A tapered bar AB of solid circular cross section is twisted by torques T applied at the ends (Fig. 3-19). The diameter of the bar varies linearly from d_{A} at the lefthand end to d_{B} at the right-hand end, with d_{B} assumed to be greater than d_{A}.
(a) Determine the maximum shear stress in the bar.
(b) Derive a formula for the angle of twist of the bar.
(a) Shear stresses. Since the maximum shear stress at any cross section in a solid bar is given by the modified torsion formula (Eq. 3-12), we know immediately that the maximum shear stress occurs at the cross section having the smallest diameter, that is, at end A (see Fig. 3-19):
\tau _{max} =\frac{16T}{\pi d^{3} } (3-12)
\tau _{max} =\frac{16T}{\pi d^{3}_{A} }(b) Angle of twist. Because the torque is constant and the polar moment of inertia varies continuously with the distance x from end A (Case 2), we will use Eq. (3-21) to determine the angle of twist. We begin by setting up an expression for the diameter d at distance x from end A:
\phi =\int_{0}^{L}{d\phi }=\int_{0}^{L}{\frac{Tdx}{GI_{P}\left(x\right) } } (3-21)
d = d_{A} + \frac{d_{B} – d_{A} }{L} x (3-23)
in which L is the length of the bar. We can now write an expression for the polar moment of inertia:
I_{P}\left(x\right) =\frac{\pi d^{4} }{32} =\frac{\pi }{32} \left(d_{A}+\frac{d_{B} – d_{A}}{L} x \right)^{4} (3-24)
Substituting this expression into Eq. (3-21), we get a formula for the angle of twist:
\phi =\int_{0}^{L}{\frac{Tdx}{GI_{P}\left(x\right) } } =\frac{32T}{\pi G} \int_{0}^{L}{\frac{dx}{\left(d_{A}+\frac{d_{B} – d_{A} }{L} x \right)^{4} } } (3-25)
To evaluate the integral in this equation, we note that it is of the form
\int{\frac{dx}{\left(a + bx\right)^{4} } }in which
a = d_{A} b=\frac{d_{B} – d_{A} }{L} (e,f)
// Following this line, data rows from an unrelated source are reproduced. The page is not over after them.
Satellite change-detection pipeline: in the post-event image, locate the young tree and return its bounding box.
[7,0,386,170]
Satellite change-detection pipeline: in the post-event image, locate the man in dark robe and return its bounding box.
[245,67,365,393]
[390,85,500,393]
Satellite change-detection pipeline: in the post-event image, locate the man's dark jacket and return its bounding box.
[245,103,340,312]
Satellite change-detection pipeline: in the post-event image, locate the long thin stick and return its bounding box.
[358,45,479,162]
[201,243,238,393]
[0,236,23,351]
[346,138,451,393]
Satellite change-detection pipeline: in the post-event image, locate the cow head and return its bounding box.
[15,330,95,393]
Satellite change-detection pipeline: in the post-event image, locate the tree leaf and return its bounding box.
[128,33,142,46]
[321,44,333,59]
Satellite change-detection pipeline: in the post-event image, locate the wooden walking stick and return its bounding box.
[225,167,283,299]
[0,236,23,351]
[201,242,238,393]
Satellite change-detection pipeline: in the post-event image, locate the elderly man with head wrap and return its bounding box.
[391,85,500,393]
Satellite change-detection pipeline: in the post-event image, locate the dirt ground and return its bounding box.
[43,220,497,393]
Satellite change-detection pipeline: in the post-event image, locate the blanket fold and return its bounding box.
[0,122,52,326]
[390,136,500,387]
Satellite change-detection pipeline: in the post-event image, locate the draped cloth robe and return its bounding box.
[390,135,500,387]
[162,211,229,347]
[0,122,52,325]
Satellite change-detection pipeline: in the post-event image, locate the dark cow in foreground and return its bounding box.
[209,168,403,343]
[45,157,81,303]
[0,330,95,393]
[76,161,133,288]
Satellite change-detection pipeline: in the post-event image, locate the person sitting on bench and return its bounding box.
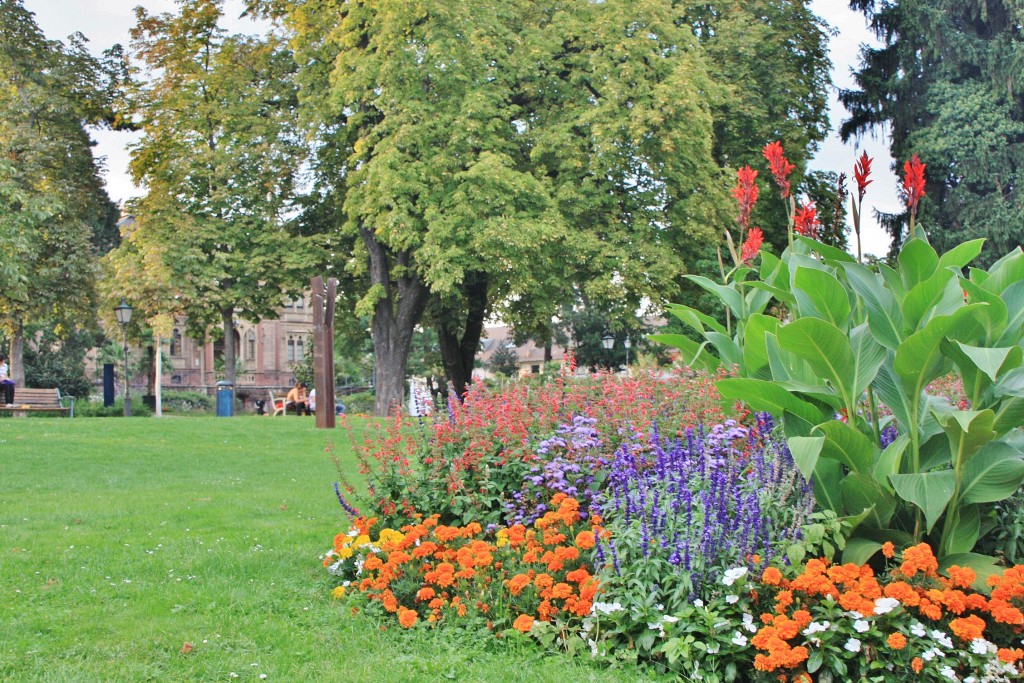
[285,382,310,415]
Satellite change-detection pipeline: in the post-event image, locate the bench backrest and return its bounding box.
[14,388,60,408]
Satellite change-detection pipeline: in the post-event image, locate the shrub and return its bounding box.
[161,391,216,415]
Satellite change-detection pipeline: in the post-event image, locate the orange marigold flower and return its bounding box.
[534,573,555,588]
[512,614,534,633]
[398,607,419,629]
[949,614,985,643]
[509,573,530,595]
[761,567,782,586]
[886,633,906,650]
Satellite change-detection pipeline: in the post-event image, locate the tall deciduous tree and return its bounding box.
[842,0,1024,264]
[0,0,117,384]
[127,0,312,382]
[260,0,728,412]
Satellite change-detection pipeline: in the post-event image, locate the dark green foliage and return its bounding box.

With the aid of a table of integrals (see Appendix D available online), we find
\int{\frac{dx}{\left(a + dx\right)^{4} } } =-\frac{1}{3b\left(a + bx\right)^{3} }This integral is evaluated in our case by substituting for x the limits 0 and L and substituting for a and b the expressions in Eqs. (e) and (f). Thus, the integral in Eq. (3-25) equals
\frac{L}{3\left(d_{B} – d_{A} \right) }\left(\frac{1}{d^{3}_{A} }-\frac{1}{d^{3}_{B} } \right) (g)
Replacing the integral in Eq. (3-25) with this expression, we obtain
\phi =\frac{32TL}{3\pi G\left(d_{B} – d_{A} \right) }\left(\frac{1}{d^{3}_{A} } -\frac{1}{d^{3}_{B} } \right) (3-26)
which is the desired equation for the angle of twist of the tapered bar.
Aconvenient form in which to write the preceding equation is
\phi =\frac{TL}{G\left(I_{P} \right)_{A} }\left(\frac{\beta ^{2} +\beta + 1 }{3\beta ^{3} }\right) (3-27)
in which
\beta =\frac{d_{B} }{d_{A} } \left(I_{P} \right)_{A}=\frac{\pi d^{4}_{A} }{32} (3-28)
The quantity β is the ratio of end diameters and \left(I_{P} \right)_{A} is the polar moment of inertia at end A.
In the special case of a prismatic bar, we have β = 1 and Eq. (3-27) gives \phi = TL/G \left(I_{P} \right)_{A}, as expected. For values of β greater than 1, the angle of rotation decreases because the larger diameter at end B produces an increase in the torsional stiffness (as compared to a prismatic bar).